Regions and nations of Britain have become still more economically divided in recent decades. This is sometimes supposed to have led to misery, distrust and political alienation in poorer regions, which might accordingly have developed more left wing, pro-welfare and authoritarian attitudes. This paper assesses the extent to which social and political attitudes in different regions and nations of Britain have indeed become more polarised, in line with regional economic divergence.

The author's analysis is primarily based on the British Social Attitudes (BSA) survey series, which started in 1983. Keeping Scotland separate, within England and Wales we find broad North-South regional economic divergence, especially with respect to London, but surprisingly little sign of corresponding divergence on a wide variety of social and political attitudinal measures, including happiness, interpersonal trust, political trust, political engagement, economic values, liberal values and party support.

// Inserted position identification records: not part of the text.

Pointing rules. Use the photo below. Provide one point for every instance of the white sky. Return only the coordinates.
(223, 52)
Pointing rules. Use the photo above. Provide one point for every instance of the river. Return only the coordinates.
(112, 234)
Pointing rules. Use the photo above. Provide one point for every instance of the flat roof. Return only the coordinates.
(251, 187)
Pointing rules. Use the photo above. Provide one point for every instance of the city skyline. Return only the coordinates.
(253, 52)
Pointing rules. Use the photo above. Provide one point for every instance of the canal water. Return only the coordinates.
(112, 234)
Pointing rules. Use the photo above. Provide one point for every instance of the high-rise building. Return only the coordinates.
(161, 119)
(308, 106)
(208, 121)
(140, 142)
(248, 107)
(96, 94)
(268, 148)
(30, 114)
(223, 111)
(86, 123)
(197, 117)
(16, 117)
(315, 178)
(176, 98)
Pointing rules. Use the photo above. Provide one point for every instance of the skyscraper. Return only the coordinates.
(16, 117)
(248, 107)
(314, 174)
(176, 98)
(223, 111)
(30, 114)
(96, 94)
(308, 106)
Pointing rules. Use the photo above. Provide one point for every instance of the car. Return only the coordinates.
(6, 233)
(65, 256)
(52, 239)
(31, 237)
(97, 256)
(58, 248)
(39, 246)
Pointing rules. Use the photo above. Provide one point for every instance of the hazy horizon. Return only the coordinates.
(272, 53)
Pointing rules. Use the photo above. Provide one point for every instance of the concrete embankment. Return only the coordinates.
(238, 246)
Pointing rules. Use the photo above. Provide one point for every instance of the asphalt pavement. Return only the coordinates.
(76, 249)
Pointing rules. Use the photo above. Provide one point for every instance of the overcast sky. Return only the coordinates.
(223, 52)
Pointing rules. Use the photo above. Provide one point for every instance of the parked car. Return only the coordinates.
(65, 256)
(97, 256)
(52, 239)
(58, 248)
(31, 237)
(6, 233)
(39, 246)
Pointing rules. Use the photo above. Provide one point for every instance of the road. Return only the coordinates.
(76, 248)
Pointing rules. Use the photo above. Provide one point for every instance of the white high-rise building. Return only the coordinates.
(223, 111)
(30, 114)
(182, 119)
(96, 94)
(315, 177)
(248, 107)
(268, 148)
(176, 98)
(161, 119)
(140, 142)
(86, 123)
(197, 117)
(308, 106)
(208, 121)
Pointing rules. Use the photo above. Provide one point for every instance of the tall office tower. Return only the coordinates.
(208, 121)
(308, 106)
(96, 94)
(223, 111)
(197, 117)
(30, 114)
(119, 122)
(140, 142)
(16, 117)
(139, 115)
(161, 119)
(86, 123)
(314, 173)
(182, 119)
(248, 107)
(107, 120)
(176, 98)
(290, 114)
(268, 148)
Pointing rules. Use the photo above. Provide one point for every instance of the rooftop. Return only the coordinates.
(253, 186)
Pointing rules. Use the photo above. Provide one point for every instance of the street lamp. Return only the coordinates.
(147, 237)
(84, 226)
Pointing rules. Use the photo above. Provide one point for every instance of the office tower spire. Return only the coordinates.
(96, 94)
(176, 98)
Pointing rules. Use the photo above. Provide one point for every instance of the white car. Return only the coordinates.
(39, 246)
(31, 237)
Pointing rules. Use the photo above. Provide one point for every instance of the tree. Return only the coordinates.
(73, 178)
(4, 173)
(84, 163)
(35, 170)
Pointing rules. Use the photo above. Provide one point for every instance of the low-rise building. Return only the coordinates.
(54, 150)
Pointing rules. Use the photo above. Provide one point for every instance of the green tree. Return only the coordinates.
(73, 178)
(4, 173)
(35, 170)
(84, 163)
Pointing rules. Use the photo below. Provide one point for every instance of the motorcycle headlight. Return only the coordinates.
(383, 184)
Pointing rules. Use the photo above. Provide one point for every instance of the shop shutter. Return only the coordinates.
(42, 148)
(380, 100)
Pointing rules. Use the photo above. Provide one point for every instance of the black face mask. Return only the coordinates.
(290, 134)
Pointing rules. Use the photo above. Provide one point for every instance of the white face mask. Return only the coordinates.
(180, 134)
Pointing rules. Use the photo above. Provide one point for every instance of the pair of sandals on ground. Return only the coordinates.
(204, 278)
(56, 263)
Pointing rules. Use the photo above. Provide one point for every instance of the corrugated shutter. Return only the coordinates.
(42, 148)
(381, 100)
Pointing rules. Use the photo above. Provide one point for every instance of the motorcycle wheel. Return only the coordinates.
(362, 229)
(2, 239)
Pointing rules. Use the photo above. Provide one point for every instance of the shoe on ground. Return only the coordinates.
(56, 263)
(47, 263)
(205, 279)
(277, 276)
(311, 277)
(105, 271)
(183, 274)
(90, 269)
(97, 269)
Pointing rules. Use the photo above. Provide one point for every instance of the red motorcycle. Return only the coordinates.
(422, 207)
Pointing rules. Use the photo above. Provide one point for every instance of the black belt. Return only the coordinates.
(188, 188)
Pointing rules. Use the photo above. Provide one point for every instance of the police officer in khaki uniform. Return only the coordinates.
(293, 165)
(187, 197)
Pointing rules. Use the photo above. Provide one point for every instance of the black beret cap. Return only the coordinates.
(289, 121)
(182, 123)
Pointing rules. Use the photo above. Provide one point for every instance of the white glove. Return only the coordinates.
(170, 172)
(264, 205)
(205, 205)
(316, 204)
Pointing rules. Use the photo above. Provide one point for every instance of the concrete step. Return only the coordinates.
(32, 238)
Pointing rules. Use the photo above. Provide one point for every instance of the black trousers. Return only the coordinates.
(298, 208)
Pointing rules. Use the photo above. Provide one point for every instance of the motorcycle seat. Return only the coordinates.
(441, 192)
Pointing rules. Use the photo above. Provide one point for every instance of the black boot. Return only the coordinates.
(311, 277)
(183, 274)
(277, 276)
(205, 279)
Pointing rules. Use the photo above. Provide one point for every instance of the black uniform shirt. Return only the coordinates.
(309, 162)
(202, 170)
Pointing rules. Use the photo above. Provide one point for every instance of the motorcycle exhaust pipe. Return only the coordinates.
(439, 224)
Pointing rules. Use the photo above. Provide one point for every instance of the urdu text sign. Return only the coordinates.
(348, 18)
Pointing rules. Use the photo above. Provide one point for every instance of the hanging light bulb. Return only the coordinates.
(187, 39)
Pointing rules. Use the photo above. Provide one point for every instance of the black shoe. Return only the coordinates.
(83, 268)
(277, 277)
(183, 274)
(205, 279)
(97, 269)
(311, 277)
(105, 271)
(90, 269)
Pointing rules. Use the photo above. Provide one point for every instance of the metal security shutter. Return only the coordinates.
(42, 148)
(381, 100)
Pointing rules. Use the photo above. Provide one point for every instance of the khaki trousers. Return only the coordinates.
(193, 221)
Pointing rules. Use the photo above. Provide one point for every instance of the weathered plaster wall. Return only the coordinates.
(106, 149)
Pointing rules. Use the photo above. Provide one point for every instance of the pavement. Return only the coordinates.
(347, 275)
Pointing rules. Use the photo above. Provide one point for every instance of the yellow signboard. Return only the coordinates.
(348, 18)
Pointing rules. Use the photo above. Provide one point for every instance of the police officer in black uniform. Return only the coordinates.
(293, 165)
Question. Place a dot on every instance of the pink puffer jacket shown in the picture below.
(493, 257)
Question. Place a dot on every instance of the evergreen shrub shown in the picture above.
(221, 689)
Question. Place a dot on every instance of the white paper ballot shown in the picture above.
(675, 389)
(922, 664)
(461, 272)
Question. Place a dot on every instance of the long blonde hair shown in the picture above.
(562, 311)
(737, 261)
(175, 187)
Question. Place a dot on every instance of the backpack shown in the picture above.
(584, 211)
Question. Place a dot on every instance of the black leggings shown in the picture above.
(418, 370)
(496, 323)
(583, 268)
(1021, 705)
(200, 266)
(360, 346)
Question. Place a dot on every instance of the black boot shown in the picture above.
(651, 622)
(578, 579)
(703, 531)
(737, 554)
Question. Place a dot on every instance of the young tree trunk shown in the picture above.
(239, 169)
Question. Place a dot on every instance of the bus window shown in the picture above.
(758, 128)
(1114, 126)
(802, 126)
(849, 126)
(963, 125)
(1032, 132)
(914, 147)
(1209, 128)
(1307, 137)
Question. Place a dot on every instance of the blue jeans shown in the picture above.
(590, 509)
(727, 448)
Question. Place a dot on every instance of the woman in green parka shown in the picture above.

There have been only slight tendencies for worsening self-reported health outcomes and greater political alienation in the North relative to the South, but also some convergence on economic left-right attitudes and party support. One possible reason for the absence of much North-South socio-political divergence is that greater prosperity in the South may have been a mixed blessing, as greater income growth has been accompanied by intra-regional inequality and higher cost of living. While there has been remarkably little change in broad North-South socio-political divides over the past forty years, in various respects both London and Scotland have followed distinct trajectories.